I went with an 'outstanding' church primary (am not religious) I have no idea how we scraped a place. I dithered because I got a really bad feeling about it before joining, after a parents induction day, just a bad vibe that I didn't get when I spoke to another school. In hindsight I was terribly foolish to ignore this and I have regretted it. Look at location, workability in terms of hours etc. Don't pin too much on the perceptions you have about a school from reports, but do try and visit schools. I am really trying to move DS school as in year application but entirely impossible. If all else fails I'd go private but I think state primary certainly for early years is fine no matter where they go.

OutragedFromLeeds · 16/04/2015 00:07

For me it would depend on why the state schools are bad.

If they're bad academically it wouldn't concern me too much at this age. You can easily help your DC to catch up afterschool and on the weekend. I'd maybe look at a private school for the juniors, but wouldn't waste my money for infants.

If it's bad in terms of pastoral care e.g. problems with bullying etc. then I would go for the private school. Unlike the academic side, you can't fix the emotional damage that will be done by this sort of bad school at home.

I would worry only about his happiness at this point. How happy will he be at each school and how much would he like more space at home/holidays/days out etc? How will the money most add to his happiness.

You can worry about academics a bit later.

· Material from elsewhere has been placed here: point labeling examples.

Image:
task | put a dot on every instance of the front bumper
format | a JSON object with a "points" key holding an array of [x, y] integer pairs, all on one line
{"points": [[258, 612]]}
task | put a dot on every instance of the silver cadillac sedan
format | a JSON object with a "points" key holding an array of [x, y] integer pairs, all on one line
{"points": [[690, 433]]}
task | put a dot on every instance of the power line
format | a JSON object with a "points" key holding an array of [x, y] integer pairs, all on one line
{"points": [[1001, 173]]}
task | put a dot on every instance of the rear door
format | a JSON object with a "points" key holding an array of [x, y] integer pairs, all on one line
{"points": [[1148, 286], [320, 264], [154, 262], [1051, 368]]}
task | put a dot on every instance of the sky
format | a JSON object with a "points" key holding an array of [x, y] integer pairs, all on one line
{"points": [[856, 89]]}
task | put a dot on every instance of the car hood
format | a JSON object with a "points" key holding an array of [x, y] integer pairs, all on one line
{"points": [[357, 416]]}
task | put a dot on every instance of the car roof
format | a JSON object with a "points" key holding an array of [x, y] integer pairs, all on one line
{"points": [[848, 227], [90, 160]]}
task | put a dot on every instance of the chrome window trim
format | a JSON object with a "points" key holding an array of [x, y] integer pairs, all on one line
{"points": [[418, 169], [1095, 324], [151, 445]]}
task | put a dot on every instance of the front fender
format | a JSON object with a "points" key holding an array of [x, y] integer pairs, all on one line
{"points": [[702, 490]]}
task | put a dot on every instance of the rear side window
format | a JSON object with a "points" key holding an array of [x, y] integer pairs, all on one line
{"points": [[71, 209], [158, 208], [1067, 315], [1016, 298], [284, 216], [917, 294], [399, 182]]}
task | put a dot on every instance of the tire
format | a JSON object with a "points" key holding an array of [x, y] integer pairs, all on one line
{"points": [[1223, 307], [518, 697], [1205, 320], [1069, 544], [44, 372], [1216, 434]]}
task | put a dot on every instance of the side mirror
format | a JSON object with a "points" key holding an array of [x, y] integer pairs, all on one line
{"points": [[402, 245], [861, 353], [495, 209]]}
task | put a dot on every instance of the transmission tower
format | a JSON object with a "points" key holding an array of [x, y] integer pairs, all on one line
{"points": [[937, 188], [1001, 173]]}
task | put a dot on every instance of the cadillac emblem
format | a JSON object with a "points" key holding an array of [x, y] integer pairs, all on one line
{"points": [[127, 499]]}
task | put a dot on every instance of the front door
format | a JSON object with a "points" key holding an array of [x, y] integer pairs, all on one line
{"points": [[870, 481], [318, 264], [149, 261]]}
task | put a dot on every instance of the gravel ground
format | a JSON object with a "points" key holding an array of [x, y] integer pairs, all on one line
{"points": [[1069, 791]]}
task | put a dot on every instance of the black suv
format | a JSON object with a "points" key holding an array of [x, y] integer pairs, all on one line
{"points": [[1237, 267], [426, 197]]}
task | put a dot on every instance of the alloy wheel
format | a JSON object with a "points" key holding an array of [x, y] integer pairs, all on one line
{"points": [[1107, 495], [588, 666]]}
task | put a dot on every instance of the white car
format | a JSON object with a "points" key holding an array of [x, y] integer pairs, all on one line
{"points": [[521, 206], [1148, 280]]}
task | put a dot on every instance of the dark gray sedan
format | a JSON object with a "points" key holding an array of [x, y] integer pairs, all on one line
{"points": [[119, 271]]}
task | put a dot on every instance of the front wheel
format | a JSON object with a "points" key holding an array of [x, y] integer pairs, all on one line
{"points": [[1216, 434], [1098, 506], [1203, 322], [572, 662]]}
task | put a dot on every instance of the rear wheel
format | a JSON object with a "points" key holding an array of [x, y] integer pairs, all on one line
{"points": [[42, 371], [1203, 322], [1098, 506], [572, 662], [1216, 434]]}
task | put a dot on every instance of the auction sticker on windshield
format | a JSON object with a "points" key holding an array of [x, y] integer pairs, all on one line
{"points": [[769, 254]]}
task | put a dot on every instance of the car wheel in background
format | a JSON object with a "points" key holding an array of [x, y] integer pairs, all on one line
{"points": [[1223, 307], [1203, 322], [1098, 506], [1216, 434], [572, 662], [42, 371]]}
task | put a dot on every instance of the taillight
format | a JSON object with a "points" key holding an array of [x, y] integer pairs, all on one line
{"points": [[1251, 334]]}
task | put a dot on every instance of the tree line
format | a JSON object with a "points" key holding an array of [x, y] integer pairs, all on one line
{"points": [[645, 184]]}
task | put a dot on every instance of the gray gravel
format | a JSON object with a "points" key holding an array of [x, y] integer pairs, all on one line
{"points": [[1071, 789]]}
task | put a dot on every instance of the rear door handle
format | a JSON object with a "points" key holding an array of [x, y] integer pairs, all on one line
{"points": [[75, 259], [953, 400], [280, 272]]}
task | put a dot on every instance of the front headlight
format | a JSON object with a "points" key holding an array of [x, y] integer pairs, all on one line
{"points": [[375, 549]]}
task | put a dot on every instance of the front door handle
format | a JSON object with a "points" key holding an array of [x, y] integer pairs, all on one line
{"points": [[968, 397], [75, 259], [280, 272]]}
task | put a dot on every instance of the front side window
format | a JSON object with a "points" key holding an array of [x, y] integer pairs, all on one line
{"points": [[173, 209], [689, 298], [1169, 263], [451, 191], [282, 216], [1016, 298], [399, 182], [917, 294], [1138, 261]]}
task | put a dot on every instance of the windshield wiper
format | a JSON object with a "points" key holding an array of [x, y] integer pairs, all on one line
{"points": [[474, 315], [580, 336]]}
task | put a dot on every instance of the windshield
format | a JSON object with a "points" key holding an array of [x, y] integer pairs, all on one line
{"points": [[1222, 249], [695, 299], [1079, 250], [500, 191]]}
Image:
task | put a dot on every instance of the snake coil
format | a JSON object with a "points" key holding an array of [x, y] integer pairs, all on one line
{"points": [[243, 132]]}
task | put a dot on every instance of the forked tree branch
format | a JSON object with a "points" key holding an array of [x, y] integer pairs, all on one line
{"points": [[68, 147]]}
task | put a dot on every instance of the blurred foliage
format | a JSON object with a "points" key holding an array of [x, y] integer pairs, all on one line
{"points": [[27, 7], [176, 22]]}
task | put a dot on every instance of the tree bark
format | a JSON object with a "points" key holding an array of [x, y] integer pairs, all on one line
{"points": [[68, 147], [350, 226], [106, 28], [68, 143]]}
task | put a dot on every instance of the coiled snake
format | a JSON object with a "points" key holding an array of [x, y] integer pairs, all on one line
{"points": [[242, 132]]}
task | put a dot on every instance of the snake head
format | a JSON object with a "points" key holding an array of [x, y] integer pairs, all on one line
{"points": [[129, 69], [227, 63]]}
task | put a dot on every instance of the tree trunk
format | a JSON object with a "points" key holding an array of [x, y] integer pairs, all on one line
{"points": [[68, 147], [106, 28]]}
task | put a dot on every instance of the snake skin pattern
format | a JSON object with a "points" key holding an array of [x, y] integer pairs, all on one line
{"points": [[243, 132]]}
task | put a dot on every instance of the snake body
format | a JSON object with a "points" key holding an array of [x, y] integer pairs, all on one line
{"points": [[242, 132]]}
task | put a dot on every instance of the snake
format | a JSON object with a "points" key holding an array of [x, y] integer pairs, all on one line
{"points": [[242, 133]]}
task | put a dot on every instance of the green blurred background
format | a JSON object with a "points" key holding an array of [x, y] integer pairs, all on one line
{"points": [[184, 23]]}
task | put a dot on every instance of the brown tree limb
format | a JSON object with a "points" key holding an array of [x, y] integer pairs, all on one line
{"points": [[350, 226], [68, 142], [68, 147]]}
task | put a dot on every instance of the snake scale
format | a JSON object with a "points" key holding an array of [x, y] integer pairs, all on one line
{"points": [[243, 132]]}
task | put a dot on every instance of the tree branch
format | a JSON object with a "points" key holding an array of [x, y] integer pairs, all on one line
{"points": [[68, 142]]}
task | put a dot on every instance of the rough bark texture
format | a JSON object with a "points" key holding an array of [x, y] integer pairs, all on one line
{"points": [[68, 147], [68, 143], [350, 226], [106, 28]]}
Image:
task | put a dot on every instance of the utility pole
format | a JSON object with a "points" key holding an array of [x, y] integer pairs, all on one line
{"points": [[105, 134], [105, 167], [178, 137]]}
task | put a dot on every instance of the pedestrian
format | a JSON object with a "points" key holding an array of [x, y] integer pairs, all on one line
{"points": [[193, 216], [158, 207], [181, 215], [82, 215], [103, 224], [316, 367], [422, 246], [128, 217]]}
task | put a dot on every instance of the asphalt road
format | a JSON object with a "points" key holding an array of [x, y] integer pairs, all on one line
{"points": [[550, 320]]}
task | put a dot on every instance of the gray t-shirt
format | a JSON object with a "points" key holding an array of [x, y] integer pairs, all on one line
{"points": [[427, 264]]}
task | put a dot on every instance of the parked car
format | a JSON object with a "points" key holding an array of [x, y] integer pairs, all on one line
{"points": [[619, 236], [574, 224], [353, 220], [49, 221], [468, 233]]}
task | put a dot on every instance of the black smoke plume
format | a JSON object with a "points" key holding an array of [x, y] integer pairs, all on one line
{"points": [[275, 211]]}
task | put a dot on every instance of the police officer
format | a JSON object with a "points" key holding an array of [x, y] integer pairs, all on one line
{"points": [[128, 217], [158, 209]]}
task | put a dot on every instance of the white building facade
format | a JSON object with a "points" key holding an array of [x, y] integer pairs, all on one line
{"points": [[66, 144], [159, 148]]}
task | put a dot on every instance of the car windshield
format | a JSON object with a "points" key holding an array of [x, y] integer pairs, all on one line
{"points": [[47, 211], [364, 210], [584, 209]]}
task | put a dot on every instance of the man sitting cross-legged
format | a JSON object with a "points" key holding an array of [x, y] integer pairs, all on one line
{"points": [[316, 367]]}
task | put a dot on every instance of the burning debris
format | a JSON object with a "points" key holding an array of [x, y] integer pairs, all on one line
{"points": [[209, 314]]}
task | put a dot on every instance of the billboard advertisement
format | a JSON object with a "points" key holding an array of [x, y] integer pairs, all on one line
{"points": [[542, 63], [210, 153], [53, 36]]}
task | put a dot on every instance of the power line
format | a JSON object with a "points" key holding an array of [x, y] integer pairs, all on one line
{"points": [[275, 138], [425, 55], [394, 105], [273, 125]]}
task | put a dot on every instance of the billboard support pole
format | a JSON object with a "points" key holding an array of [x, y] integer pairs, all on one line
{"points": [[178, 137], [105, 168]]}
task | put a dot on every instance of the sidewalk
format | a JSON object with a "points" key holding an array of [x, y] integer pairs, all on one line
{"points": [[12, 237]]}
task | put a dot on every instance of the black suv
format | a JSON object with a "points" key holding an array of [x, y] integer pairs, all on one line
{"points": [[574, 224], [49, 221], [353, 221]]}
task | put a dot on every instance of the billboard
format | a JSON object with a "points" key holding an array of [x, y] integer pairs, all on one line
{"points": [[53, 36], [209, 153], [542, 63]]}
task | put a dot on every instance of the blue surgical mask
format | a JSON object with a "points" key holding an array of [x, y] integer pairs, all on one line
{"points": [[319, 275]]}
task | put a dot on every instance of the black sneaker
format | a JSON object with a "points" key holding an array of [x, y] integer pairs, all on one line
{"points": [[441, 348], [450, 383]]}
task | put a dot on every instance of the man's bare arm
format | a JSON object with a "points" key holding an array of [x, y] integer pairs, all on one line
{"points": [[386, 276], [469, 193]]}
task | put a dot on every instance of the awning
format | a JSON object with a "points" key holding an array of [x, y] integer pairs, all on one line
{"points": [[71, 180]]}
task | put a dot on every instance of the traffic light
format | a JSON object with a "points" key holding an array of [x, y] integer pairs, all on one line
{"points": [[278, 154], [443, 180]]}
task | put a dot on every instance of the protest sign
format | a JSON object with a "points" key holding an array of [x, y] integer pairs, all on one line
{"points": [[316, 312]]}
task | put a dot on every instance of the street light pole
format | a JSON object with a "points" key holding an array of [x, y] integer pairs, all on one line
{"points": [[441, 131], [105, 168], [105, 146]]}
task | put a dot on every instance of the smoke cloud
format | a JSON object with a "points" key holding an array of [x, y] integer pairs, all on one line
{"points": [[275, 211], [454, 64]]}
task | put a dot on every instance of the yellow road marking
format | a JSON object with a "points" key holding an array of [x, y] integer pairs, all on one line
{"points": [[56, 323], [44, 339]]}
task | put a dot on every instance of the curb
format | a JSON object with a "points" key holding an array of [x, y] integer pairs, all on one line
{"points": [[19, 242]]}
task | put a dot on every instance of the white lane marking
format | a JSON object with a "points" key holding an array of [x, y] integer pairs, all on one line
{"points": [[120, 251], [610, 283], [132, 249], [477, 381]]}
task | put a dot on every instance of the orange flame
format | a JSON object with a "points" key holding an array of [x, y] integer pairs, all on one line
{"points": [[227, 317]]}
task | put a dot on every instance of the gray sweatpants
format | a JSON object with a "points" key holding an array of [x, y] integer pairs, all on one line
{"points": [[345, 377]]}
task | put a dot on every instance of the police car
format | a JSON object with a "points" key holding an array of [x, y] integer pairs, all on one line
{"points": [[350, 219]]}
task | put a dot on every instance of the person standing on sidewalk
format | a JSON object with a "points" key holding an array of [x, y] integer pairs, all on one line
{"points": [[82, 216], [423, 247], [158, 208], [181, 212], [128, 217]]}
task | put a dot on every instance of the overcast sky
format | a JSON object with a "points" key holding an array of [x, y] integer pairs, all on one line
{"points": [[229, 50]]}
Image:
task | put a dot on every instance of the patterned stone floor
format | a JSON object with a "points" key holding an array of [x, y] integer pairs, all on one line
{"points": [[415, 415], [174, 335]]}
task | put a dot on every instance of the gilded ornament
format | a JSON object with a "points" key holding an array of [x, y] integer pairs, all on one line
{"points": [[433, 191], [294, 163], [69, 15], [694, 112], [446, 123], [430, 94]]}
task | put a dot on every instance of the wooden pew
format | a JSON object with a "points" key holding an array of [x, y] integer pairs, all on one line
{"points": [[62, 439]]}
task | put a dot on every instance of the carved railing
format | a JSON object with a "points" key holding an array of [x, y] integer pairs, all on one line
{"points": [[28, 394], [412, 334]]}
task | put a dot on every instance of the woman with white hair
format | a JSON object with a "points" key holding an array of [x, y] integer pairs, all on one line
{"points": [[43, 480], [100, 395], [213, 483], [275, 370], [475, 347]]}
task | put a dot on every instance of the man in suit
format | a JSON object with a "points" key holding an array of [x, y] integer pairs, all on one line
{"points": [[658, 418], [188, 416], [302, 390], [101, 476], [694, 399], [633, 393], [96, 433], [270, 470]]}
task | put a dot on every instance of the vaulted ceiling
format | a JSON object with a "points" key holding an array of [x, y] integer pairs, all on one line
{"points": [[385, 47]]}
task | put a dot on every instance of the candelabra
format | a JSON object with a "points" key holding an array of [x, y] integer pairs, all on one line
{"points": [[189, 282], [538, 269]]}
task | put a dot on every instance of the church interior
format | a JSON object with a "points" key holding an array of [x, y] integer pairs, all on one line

SingingHinnies · 16/04/2015 00:11

My 3 dcs all went to a state school which went from outstanding to satisfactory to good whilst ive been there, i would say they have all had the same standard of teaching but since the new head arrived the school has been fantastic. My middle dc struggled all through the infants and was way behind, i battled with the head and SEN dept to try and help her but just got no help, the new head came and she got all the kids who were behind checked out, changed the SEN dept and teacher. My dd got outside help as she possibly has some processing problems, end of year 4 with the extra help everything just clicked, shes in YR6 now and expected to get 5's in her sats, something i never ever thought possible, her teacher said she has never seen a child go up so many reading levels so fast or come back so fast from being so far behind. The new head really helped her. I guess what i am trying to say is a lot can change quickly, schools in measures usually get extra help, a new head can do wonders, certain techers in a rubbish school can be excellent

Wibblypiglikesbananas · 16/04/2015 00:37

I'd go private, if you can afford it. See what tomorrow brings but I wouldn't take the risk with the 'bad' schools you have described. It's a crying shame all state schools aren't of a decent standard but given they're not, do the best you can for your children.